MariaDB [quarry]> select * from query_run where query_rev_id = 198040;
+--------+--------------+--------+---------------------+--------------------------------------+------------+
| id     | query_rev_id | status | timestamp           | task_id                              | extra_info |
+--------+--------------+--------+---------------------+--------------------------------------+------------+
| 193988 |       198040 |      0 | 2017-07-31 16:24:42 | 3ac485c5-3a2a-4a80-b1e5-8d3dfa7d9781 | NULL       |
+--------+--------------+--------+---------------------+--------------------------------------+------------+
1 row in set (0.22 sec)
zhuyifei1999@quarry-runner-02:/srv/quarry$ grep 3ac485c5-3a2a-4a80-b1e5-8d3dfa7d9781 /var/log/syslog -B 1 -A 11
Jul 31 16:24:01 quarry-runner-02 CRON[29029]: (quarry) CMD (/srv/quarry/quarry/web/killer.py)
Jul 31 16:24:42 quarry-runner-02 celery-quarry-worker[590]: [2017-07-31 16:24:42,115: ERROR/MainProcess] Task worker.run_query[3ac485c5-3a2a-4a80-b1e5-8d3dfa7d9781] raised unexpected: NoResultFound('No row was found for one()',)
Jul 31 16:24:42 quarry-runner-02 celery-quarry-worker[590]: Traceback (most recent call last):
Jul 31 16:24:42 quarry-runner-02 celery-quarry-worker[590]: File "/usr/lib/python2.7/dist-packages/celery/app/trace.py", line 240, in trace_task
Jul 31 16:24:42 quarry-runner-02 celery-quarry-worker[590]: R = retval = fun(*args, **kwargs)
Jul 31 16:24:42 quarry-runner-02 celery-quarry-worker[590]: File "/usr/lib/python2.7/dist-packages/celery/app/trace.py", line 437, in __protected_call__
Jul 31 16:24:42 quarry-runner-02 celery-quarry-worker[590]: return self.run(*args, **kwargs)
Jul 31 16:24:42 quarry-runner-02 celery-quarry-worker[590]: File "/srv/quarry/quarry/web/worker.py", line 50, in run_query
Jul 31 16:24:42 quarry-runner-02 celery-quarry-worker[590]: qrun = conn.session.query(QueryRun).filter(QueryRun.id == query_run_id).one()
Jul 31 16:24:42 quarry-runner-02 celery-quarry-worker[590]: File "/usr/lib/python2.7/dist-packages/sqlalchemy/orm/query.py", line 2375, in one
Jul 31 16:24:42 quarry-runner-02 celery-quarry-worker[590]: raise orm_exc.NoResultFound("No row was found for one()")
Jul 31 16:24:42 quarry-runner-02 celery-quarry-worker[590]: NoResultFound: No row was found for one()
Jul 31 16:25:01 quarry-runner-02 CRON[29649]: (root) CMD (command -v debian-sa1 > /dev/null && debian-sa1 1 1)

Event Timeline

The possibility of reproducing this issue can be greatly increased by running sudo mysql quarry on quarry-main-01 (i.e. connecting to the database)
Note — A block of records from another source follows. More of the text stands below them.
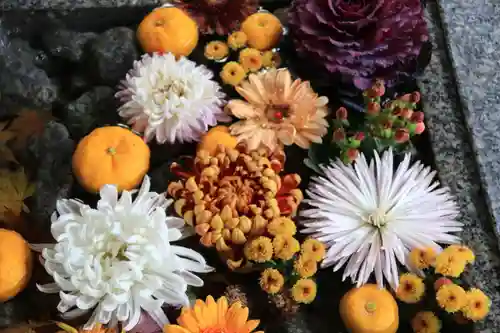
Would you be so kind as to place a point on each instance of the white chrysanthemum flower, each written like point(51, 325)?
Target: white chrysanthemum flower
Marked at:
point(117, 259)
point(370, 216)
point(171, 100)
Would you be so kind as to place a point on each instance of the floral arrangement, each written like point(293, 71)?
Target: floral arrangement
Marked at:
point(222, 125)
point(440, 289)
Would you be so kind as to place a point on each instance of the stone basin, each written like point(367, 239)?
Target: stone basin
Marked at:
point(457, 134)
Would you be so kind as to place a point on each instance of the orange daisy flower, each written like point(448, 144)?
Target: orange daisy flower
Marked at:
point(278, 111)
point(214, 317)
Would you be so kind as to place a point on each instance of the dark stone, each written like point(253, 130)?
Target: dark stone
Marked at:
point(53, 152)
point(93, 108)
point(112, 55)
point(21, 81)
point(66, 44)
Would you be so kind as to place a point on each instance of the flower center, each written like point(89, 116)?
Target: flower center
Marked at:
point(378, 219)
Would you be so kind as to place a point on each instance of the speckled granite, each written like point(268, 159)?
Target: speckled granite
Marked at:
point(473, 37)
point(456, 163)
point(71, 4)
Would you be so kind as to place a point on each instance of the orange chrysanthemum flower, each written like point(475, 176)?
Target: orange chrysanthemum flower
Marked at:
point(278, 111)
point(214, 317)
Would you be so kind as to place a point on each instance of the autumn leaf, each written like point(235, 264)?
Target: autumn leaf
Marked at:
point(27, 124)
point(14, 189)
point(6, 153)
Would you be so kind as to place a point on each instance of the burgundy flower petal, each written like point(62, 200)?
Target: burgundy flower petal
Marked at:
point(361, 39)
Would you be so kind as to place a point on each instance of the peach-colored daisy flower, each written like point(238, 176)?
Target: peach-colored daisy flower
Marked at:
point(278, 111)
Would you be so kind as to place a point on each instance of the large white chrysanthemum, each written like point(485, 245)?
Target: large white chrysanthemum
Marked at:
point(117, 259)
point(171, 100)
point(371, 215)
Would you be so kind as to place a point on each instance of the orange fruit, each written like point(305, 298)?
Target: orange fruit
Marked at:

(Edit: Likely co-incidence)

Change 401486 had a related patch set uploaded (by Zhuyifei1999; owner: Zhuyifei1999):
[analytics/quarry/web@master] worker.py: session close take a higher prio, ignore error 2013 in cur close

https://gerrit.wikimedia.org/r/401486

Change 401486 merged by jenkins-bot:
[analytics/quarry/web@master] worker.py: session close take a higher prio, ignore error 2013 in cur close

https://gerrit.wikimedia.org/r/401486

Mentioned in SAL (#wikimedia-cloud) [2018-01-02T10:52:32Z] <zhuyifei1999_> deploying d9cc1c8 to quarry-runner-01 & 02 T172143

zhuyifei1999 claimed this task.

I haven't seen a case of this since.